Sunrise on our first morning in Reykjavik was 3:10 am – how cool is that! Our visit was at the end of May, not exactly 24 hour daylight time but not far off. We had blue skies until 11:30 at night, in fact it never really got dark. I found this so exhilarating and exciting.
One thing I didn’t find exhilarating was the stinky, sulphourous water. The warm water stinks of rotten eggs – quite the experience when you are having a shower. Not something I relished in Reykjavik, I have to say.
The Perlan was on our checklist for our first morning. This is a landmark building – we could see it from our balcony – a weird, alien looking glass dome balancing on top of some huge tanks. The tanks are actually water storage facilities. Geothermal water comes right out of the ground here, they store it in the tanks. This is the (stinky) water they use to supply the whole city with hot water, they even use it for the pools and to heat the streets in winter.
It is a little way out of the centre. We dismissed the bus option and chose to walk. A brisk 40 minute stroll, a lot of moaning from my 9 year old, and we were there. The walk is fairly easy – flat and straight but not that scenic. So although I was using my best persuasive skills on my son as to what a great idea the walk was, I actually got his point. On the plus side, you can’t really get lost and you can’t miss the Perlan – at 84 feet tall it dominates the landscape.
You get gorgeous views of the city below from the area in front of the entrance – it made the walk worthwhile. We checked out some funky musicians as well and watched some little planes come really close and land at the domestic airport nearby.
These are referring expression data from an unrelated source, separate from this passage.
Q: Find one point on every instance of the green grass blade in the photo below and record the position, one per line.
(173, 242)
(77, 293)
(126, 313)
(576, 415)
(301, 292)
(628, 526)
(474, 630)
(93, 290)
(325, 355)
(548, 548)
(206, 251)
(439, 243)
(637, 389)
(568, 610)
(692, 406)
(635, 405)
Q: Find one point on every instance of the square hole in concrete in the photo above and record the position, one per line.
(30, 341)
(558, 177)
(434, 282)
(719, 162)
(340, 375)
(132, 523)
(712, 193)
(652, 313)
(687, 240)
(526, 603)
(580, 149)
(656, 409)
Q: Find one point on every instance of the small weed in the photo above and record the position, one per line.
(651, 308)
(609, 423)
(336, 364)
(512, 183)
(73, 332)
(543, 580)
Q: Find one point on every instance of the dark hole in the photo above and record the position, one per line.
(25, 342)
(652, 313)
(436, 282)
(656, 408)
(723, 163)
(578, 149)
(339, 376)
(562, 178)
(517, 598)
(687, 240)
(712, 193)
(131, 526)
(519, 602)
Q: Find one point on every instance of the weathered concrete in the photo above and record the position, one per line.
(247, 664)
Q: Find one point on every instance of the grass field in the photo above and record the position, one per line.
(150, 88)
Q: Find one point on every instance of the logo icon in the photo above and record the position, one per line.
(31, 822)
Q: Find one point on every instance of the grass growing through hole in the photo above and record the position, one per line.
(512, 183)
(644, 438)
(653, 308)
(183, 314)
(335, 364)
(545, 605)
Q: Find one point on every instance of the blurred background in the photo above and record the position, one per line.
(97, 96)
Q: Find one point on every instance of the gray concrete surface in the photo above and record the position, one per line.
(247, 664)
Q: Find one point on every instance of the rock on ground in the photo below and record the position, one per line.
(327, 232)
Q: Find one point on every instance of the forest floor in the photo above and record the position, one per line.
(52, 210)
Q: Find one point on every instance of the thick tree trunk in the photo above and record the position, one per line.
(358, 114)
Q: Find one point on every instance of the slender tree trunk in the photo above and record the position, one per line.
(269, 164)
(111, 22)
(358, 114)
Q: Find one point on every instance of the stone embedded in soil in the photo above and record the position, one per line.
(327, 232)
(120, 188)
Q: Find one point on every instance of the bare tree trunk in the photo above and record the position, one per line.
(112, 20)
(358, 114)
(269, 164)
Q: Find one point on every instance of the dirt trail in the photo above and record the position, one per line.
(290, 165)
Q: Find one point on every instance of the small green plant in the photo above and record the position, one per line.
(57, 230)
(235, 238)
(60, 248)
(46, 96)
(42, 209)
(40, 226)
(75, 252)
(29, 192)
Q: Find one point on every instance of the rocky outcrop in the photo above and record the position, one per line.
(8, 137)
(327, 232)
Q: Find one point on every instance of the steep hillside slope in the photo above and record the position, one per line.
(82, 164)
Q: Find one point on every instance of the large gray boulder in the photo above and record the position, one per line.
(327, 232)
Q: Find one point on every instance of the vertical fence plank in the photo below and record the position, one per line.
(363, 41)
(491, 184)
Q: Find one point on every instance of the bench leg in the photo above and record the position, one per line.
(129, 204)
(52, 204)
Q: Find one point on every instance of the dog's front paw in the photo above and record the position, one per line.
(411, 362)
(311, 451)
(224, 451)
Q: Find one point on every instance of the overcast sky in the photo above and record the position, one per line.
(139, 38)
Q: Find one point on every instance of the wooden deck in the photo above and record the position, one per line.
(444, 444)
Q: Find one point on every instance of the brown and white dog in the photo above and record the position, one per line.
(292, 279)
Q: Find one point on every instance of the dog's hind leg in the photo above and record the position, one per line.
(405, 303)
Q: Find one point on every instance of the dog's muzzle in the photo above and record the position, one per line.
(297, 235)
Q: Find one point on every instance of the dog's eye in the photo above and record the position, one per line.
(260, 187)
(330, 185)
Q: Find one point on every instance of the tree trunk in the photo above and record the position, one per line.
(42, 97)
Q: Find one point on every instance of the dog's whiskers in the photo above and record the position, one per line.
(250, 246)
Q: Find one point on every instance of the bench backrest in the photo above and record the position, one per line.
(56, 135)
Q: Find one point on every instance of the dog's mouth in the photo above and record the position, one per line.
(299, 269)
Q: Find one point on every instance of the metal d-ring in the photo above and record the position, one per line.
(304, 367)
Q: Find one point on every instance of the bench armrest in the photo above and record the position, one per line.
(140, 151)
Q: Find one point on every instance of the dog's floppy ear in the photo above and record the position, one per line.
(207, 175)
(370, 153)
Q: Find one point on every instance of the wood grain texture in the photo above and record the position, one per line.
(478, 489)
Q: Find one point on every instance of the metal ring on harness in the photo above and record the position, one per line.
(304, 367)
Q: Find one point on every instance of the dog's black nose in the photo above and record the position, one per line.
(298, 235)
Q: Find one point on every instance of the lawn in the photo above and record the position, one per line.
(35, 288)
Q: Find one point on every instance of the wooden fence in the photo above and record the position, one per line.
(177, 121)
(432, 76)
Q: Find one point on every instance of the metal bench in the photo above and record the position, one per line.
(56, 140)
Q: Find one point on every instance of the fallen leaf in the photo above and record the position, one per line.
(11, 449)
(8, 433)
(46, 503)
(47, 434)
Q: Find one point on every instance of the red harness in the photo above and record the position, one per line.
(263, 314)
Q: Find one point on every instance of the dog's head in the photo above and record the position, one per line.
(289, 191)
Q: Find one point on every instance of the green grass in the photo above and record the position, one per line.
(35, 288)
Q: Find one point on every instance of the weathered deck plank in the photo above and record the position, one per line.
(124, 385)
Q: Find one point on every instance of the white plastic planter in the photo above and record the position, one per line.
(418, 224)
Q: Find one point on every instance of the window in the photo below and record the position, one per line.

Up on the fourth floor you get even better views on the wraparound viewing gallery. The scene below is amazing and you get full appreciation for Reykjavik’s stunning location. The snow capped mountains in the distance, the waters of the Atlantic lapping at its shores, the colourful houses and buildings – you see it all from up here. They even have telescopes so you can get a closer look, should you so choose.
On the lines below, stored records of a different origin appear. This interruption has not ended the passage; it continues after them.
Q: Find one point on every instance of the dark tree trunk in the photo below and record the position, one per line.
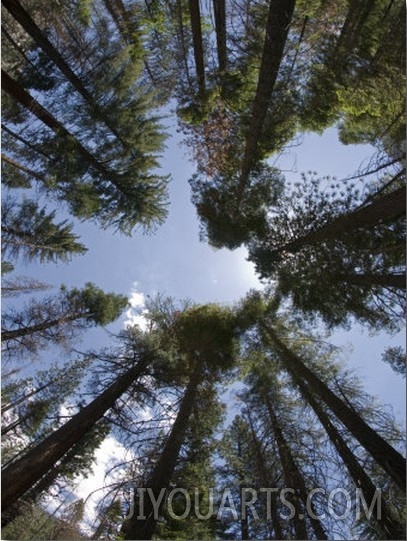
(390, 528)
(278, 23)
(29, 25)
(385, 455)
(161, 476)
(14, 334)
(397, 281)
(195, 17)
(386, 208)
(23, 97)
(262, 467)
(21, 475)
(22, 167)
(294, 479)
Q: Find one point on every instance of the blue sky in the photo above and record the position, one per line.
(173, 261)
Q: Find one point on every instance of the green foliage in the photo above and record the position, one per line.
(309, 264)
(28, 231)
(396, 358)
(223, 224)
(208, 333)
(6, 267)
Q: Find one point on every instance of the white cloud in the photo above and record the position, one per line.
(135, 315)
(110, 453)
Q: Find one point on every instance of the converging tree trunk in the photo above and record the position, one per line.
(390, 527)
(29, 25)
(385, 455)
(195, 16)
(294, 479)
(219, 9)
(17, 92)
(383, 209)
(159, 481)
(278, 24)
(21, 475)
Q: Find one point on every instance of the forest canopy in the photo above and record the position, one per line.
(222, 417)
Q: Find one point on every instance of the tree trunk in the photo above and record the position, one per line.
(262, 467)
(278, 22)
(386, 208)
(161, 476)
(25, 397)
(294, 479)
(397, 281)
(25, 331)
(195, 17)
(385, 455)
(21, 475)
(22, 167)
(219, 10)
(23, 97)
(29, 25)
(390, 528)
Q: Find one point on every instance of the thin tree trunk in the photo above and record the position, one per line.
(21, 475)
(161, 476)
(195, 17)
(291, 473)
(390, 528)
(22, 167)
(384, 209)
(385, 455)
(23, 97)
(397, 281)
(40, 327)
(295, 480)
(279, 18)
(25, 397)
(219, 10)
(29, 25)
(275, 517)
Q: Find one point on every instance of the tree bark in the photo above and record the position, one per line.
(385, 455)
(22, 167)
(279, 18)
(161, 476)
(195, 17)
(294, 479)
(397, 281)
(23, 97)
(21, 475)
(390, 528)
(261, 465)
(29, 25)
(25, 331)
(386, 208)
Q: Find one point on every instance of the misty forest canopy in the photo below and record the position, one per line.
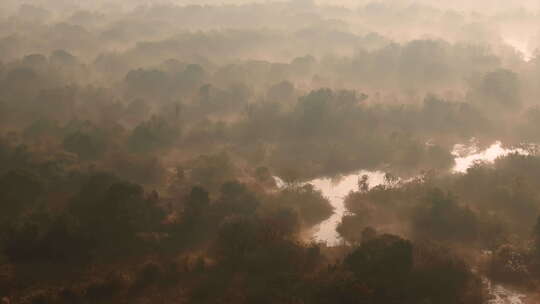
(162, 151)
The only problem up there was the wind – freezing, biting and so intense and strong – it almost took your breath away and not in a good way. I felt a trifle woozy, so couldn’t stay outside for too long.
There is a posh restaurant on the top level which revolves. We though, opted for the cheap(ish) skate option – the cafe on the 4th floor. They had great snacks, coffees and ice creams. Yes, even after coming in from Arctic gale force winds, our 9 year old was able to manage an ice cream. We drank lovely coffee, feasted on cake and enjoyed the views.
There are a few little shops – a Christmas shop and gourmet food shop, but we didn’t feel tempted by any of their offerings.
Back downstairs, we decided to pay a visit to the Saga Museum. They have cleared out one of the water tanks and turned it into a neat little museum. You get an audio guide and wander through scenes from Iceland’s history. There are wax figures and it is really interesting. I didn’t have a very good grasp of the history of this wonderful country, but left feeling I knew a little more. One fascinating fact – the original male settlers were all Vikings, the original female settlers were all Irish women (kidnapped by aforementioned Vikings) – apparently there is a lot of red hair in Iceland, this explains it!
We couldn’t resist the temptation to dress up as a Viking on the way out, brandishing swords and spears we posed for some fierce photos.